Second to die life insurance offers significant estate planning advantages, primarily by providing liquidity for estate taxes and ensuring assets pass to heirs without forced liquidation. It's a strategic tool for affluent families aiming to preserve wealth across generations. Secure your legacy with this specialized coverage.
Why Survivorship Policies are the 'Secret Weapon' of Estate Planners
The primary appeal of survivorship life insurance lies in its structure. Unlike traditional policies that pay out upon the death of the insured, this contract remains in force until the second person—typically a spouse—passes away. This delay aligns perfectly with the marital deduction rules in the US and similar spousal transfers in the UK and Canada, where taxes are often deferred until the second death.
1. Significant Premium Efficiency
One of the most notable second to die life insurance pros is cost-effectiveness. Because the insurance carrier's risk is calculated based on the joint life expectancy of two individuals, the premiums are substantially lower than the cost of two separate permanent policies. Carriers like Prudential (USA), Sun Life (Canada), and Aviva (UK) leverage this joint mortality to offer higher death benefits for fewer premium dollars.
2. Underwriting Flexibility: The 'Health Arbitrage'
In a standard policy, if one spouse has a chronic health condition, they might be denied coverage or face 'rated' (expensive) premiums. With second-to-die policies, the 'healthier' spouse can often carry the risk. Even if one spouse is uninsurable on a stand-alone basis, many providers will still issue a survivorship policy, provided the other spouse is in relatively good health.
3. Solving the Liquidity Crisis (USA, UK, & Canada)
- USA: For estates exceeding the federal exemption (currently roughly $13.61M per individual), the 40% federal estate tax is a looming threat. An Irrevocable Life Insurance Trust (ILIT) holding a survivorship policy provides the cash to pay the IRS without liquidating family assets.
- UK: Inheritance Tax (IHT) at 40% is a steep hurdle. A 'Whole of Life' policy written in trust ensures the death benefit is paid outside the estate, providing immediate funds to HMRC.

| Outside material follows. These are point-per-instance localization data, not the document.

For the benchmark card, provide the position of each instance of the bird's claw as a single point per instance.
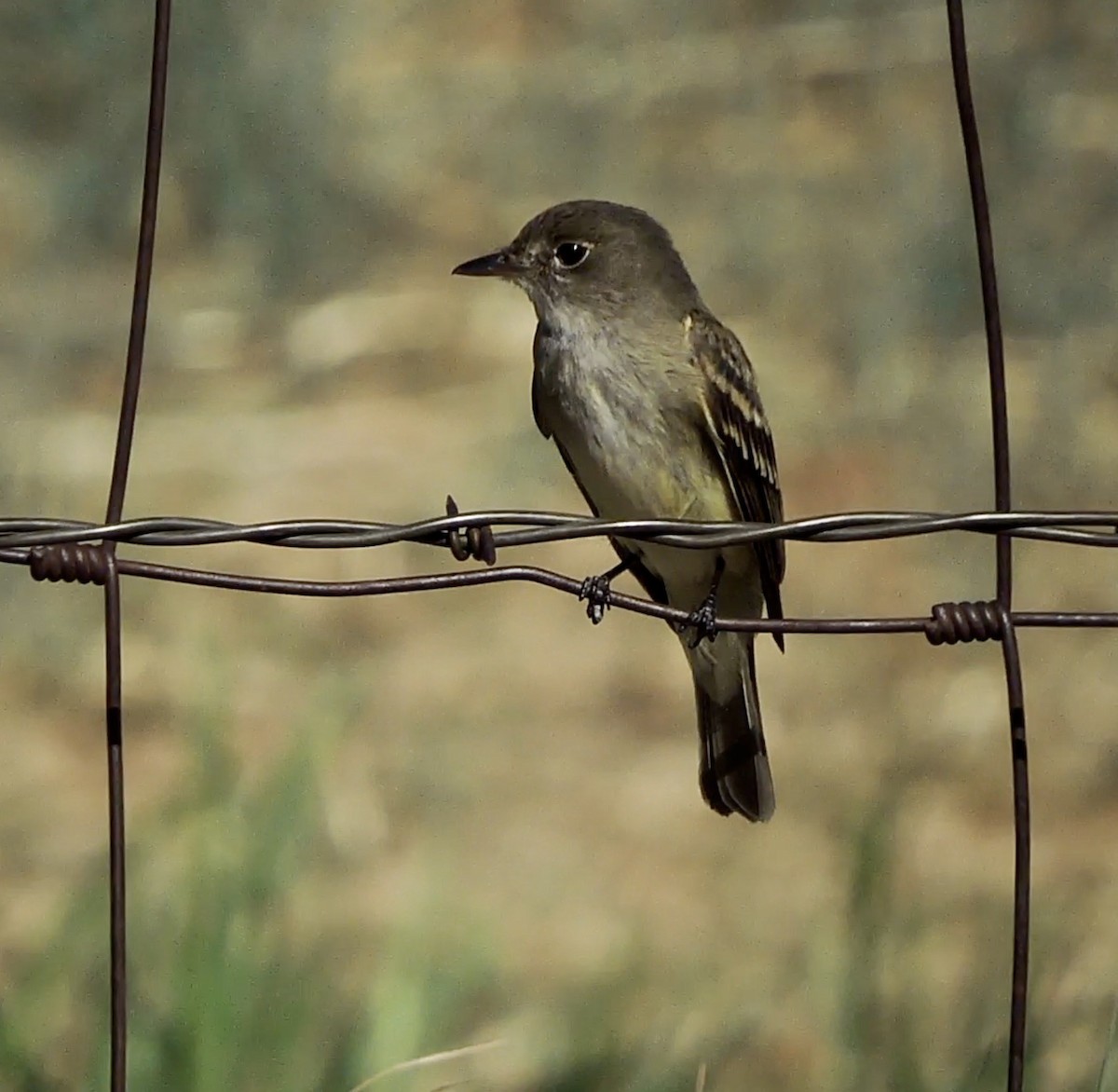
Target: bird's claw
(595, 590)
(703, 621)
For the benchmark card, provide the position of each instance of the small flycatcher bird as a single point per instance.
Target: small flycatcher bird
(654, 408)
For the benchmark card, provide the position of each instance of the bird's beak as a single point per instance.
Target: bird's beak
(498, 264)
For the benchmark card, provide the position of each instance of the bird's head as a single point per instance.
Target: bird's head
(592, 256)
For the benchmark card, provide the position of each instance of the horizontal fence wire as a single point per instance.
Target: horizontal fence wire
(68, 550)
(71, 550)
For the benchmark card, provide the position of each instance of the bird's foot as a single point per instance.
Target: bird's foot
(596, 593)
(702, 621)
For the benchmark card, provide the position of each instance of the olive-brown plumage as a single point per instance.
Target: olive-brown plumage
(653, 404)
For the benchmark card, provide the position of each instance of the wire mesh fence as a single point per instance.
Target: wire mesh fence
(76, 551)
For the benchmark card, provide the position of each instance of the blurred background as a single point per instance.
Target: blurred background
(364, 832)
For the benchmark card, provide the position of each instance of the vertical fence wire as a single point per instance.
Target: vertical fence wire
(65, 550)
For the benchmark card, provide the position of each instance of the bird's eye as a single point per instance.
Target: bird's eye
(570, 255)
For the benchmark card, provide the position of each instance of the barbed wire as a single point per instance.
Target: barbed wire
(71, 550)
(68, 550)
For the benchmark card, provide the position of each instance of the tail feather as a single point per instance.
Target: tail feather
(733, 767)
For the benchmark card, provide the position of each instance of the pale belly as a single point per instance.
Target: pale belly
(623, 466)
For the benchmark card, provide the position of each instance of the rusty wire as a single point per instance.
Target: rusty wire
(75, 551)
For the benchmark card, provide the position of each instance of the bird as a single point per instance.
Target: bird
(654, 408)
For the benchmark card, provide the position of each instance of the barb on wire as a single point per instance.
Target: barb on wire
(454, 530)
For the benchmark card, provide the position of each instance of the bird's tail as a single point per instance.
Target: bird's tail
(733, 767)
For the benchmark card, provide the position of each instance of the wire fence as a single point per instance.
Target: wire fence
(75, 551)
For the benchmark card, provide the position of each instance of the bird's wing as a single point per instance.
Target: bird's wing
(736, 425)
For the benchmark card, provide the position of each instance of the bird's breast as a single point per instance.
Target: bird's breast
(631, 444)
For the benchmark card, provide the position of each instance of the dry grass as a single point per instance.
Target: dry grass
(492, 759)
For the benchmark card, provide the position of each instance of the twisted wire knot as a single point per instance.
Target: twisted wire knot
(961, 622)
(71, 562)
(470, 542)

- Canada: While Canada doesn't have a 'death tax' per se, the deemed disposition of assets at the second death triggers significant capital gains taxes. A survivorship policy is the most efficient way to pay these bills at 'pennies on the dollar'.

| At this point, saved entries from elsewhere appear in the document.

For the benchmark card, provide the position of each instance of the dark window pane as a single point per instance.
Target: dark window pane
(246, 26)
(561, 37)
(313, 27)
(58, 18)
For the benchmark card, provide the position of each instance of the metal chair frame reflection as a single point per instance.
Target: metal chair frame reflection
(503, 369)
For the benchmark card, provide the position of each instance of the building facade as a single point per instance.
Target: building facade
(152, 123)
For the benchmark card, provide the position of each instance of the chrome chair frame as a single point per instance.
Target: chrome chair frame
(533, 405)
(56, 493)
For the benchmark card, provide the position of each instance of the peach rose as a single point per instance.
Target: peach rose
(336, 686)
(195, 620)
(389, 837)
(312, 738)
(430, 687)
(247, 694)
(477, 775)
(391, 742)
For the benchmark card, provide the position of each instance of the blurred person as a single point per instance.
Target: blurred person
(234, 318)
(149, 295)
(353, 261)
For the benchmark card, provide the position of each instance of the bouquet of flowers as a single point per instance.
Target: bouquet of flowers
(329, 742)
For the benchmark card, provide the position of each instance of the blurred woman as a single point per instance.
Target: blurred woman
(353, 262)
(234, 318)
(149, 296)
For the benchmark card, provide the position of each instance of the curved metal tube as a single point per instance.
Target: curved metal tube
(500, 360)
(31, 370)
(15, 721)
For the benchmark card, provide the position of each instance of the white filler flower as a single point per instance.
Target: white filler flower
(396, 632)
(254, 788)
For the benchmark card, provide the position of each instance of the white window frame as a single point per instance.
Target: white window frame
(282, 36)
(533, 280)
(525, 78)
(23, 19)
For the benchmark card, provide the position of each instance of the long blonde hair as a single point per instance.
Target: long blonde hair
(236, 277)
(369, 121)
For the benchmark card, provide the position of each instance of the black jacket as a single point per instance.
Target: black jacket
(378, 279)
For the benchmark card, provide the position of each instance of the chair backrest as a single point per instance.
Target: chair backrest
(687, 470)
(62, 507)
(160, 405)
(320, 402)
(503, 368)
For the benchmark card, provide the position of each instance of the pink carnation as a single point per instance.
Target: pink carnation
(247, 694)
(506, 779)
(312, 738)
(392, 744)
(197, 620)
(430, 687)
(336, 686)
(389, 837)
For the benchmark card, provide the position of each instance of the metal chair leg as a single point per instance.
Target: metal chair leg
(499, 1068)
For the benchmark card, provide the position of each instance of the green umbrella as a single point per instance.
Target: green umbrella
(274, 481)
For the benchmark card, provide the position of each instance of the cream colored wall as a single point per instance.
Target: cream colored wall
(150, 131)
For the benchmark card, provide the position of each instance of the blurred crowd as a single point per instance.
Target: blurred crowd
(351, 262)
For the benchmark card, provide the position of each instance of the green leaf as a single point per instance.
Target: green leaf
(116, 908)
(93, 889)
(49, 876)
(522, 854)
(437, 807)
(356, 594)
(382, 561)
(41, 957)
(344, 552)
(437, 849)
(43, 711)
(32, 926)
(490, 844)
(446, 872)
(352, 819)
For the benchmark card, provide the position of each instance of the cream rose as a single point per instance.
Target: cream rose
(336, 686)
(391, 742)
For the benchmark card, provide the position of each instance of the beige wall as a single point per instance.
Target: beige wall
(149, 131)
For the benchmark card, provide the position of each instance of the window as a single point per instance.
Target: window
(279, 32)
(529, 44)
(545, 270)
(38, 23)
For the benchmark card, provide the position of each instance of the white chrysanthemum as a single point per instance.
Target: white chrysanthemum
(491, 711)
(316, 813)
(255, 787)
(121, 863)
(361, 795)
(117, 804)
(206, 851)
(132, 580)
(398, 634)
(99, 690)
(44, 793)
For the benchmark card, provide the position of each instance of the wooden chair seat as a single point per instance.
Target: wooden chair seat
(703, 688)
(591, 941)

4. Protecting Special Needs Dependents
Beyond taxes, these policies are an ideal funding vehicle for Special Needs Trusts. They ensure that once both parents are gone, a robust pool of tax-free capital is available to provide for the lifetime care of a child, without disqualifying them from government benefits.

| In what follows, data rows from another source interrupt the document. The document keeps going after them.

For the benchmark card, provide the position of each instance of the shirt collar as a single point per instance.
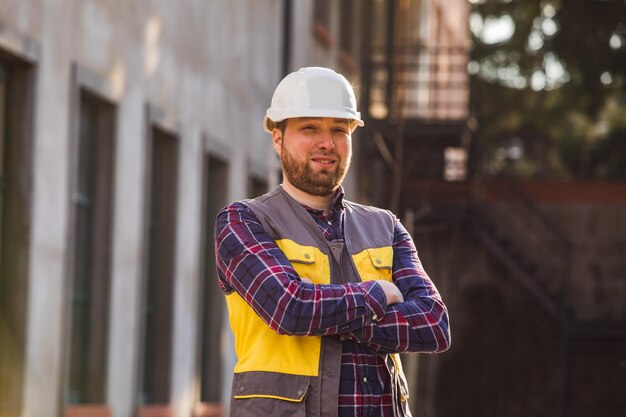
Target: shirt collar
(336, 205)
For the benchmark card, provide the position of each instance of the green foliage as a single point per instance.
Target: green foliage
(549, 95)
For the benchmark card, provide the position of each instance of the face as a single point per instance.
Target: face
(315, 153)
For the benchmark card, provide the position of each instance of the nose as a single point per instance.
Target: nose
(326, 140)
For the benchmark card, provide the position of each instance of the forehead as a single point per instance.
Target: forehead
(320, 119)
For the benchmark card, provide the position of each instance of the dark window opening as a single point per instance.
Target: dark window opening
(158, 315)
(212, 300)
(321, 22)
(91, 263)
(16, 93)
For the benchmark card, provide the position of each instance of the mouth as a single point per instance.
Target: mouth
(324, 161)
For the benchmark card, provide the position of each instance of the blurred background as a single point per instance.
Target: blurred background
(495, 129)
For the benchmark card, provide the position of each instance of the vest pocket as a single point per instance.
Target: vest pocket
(269, 394)
(308, 261)
(374, 263)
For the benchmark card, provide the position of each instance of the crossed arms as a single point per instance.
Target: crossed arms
(406, 316)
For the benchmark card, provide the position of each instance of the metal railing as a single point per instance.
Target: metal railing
(423, 82)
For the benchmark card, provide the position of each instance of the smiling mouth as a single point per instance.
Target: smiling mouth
(324, 161)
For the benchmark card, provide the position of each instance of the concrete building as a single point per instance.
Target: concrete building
(125, 125)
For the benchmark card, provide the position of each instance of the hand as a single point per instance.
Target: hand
(392, 292)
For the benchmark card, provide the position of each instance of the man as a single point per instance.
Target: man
(322, 292)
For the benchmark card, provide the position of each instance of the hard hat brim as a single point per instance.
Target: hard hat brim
(269, 124)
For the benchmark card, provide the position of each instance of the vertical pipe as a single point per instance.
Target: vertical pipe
(286, 55)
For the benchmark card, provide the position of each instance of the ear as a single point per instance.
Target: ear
(277, 139)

The Pro Strategy: The Role of the Trust
To truly maximize the pros of second-to-die insurance, the policy should rarely be owned by the individuals. In the USA, using an ILIT is standard practice to prevent the death benefit from being included in the taxable estate. In the UK, placing the policy 'Under Trust' is non-negotiable for avoiding the lengthy probate process and immediate IHT liability.